Development finance is often underpinned by tripartite agreements between the developer, builder and financier (together with other important supporting agreements). They are the cornerstone of the project and will outline the rights and obligations of each stakeholder at various stages of the build. Regardless of the size of the development, there are several crucial elements to get right. 

  1. Robust financial modelling and stress testing this underpins your assessment and decision, but also underpins your lending team’s ability to assist you.  Your due diligence should countenance stress testing the various elements, participants and supporting agreements. 

  2. Make sure you have a quality builder and supporting consultants – agreements are only worth the people that stand behind them. Do your reference checks to ensure the quality and creditworthiness of the builder and consultants. Engaging the cheapest can quite often result in a false economy down the track with delays, financial issues, builder defaults, legal fees and litigation, and so on.  

  3. Communication – build in a minimum level of communication from each party throughout the project to make sure any issues can be dealt with swiftly. If utilising a financing adviser, then have them at regular project party meetings; we work with excellent financing advisers who have deep experience and relationships with lenders, and when issues arise as often they do, they are able to proactively manage the lender. 
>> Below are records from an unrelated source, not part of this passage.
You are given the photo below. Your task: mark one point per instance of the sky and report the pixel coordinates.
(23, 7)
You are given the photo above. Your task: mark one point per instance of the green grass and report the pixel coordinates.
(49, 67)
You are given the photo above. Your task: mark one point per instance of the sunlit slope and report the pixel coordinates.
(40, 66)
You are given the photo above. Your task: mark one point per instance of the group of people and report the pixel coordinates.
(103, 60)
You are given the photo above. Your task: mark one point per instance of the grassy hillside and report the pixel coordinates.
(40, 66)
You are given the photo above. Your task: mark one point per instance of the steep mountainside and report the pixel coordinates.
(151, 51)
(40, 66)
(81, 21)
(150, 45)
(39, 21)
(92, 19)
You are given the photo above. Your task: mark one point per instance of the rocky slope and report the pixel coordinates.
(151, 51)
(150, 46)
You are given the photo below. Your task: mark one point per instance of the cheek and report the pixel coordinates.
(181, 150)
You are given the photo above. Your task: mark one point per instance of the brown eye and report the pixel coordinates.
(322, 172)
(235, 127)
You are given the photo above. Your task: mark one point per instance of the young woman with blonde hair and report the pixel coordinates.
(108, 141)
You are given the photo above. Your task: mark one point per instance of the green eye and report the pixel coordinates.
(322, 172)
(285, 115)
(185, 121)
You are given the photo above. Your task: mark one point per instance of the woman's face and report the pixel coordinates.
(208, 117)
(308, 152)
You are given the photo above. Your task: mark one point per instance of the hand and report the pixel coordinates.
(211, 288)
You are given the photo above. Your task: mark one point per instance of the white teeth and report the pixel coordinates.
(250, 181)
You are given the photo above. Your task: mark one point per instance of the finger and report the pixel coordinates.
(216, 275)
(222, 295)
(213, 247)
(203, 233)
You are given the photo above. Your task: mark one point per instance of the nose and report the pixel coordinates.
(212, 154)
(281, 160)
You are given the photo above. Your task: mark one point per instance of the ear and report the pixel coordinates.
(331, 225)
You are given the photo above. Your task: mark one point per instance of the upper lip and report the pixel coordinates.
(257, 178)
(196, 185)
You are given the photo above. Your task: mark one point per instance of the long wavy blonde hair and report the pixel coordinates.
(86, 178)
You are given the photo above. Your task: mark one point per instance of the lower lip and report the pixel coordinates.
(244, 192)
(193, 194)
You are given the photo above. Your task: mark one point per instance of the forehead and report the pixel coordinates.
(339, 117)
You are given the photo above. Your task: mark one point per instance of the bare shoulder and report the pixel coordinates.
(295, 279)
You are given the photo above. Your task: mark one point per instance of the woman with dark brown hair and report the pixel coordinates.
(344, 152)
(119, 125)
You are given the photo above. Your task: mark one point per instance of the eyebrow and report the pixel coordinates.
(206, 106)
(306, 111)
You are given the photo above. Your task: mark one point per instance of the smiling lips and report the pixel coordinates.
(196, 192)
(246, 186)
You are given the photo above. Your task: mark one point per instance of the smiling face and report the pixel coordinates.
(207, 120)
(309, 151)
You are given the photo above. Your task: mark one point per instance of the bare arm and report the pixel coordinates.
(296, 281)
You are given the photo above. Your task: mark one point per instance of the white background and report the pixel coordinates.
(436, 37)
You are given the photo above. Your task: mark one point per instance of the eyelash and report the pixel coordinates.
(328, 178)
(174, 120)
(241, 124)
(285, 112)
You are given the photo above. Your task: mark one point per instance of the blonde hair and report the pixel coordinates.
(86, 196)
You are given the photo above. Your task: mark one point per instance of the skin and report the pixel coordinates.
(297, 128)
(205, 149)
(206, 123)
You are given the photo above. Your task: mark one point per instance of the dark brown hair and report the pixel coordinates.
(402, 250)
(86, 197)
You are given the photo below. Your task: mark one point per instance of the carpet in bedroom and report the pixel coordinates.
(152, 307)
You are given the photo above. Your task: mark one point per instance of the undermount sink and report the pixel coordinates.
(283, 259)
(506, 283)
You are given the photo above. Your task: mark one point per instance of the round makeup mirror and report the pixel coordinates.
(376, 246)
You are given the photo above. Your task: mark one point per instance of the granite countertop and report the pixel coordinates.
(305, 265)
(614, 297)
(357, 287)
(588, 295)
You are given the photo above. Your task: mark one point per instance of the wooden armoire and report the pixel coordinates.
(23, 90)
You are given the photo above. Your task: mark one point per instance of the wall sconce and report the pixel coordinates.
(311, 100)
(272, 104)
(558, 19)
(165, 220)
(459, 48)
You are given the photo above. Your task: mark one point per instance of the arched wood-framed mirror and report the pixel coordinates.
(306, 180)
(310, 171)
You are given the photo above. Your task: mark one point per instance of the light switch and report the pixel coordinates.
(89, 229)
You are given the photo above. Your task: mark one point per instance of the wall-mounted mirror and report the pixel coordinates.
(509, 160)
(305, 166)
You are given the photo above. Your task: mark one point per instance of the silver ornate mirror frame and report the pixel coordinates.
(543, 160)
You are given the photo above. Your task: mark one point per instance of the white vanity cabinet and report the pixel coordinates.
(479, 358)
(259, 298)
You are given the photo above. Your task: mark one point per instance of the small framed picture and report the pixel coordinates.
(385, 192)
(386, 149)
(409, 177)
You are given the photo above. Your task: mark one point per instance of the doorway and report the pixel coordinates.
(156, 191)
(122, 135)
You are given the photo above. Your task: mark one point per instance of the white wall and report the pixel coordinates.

  4. Documentationquality of documentation is vital, as the regulatory environment is complex and subject to disputation and litigation.  It is important to remember that there are other agreements with architects, development and project managers which also need careful examination. Ensuring the right legal advice is paramount. 

  5. Funding partner(s) your secured financier and parties such as funding brokers are important, especially when things do not quite go to plan (which is common).  As part of the funding decision, consideration of adverse events and who you are dealing with is important. 

  6. Parties avoiding liability just as you seek to mitigate liability in a project, one has to bear in mind, so too are the other parties you are contracting with.  Understanding your commercial agreements and the wide spectrum of downside risks will allow you to mitigate and manage at the contracting stage and then on an ongoing basis.  

Getting the right people 

Advice is key to all of this. The right lawyer, the right financing advisers/broker and the right project adviser. With many moving parts and significant development and liquidity risks, spending the time and resources to sort out the structure in the beginning can save enormous headaches in the future.  

In any financing exercise, forward planning is an essential step to ensure the most appropriate, secure and cost effective outcomes are achieved. At Cameron Harrison, we place significant emphasis on planning for success and helping our clients achieve success and security in their finances by engaging with approved financiers and lending advisers and brokers, to work towards sourcing the best possible finance and lending solution. It is this expertise that delivers optimal solutions.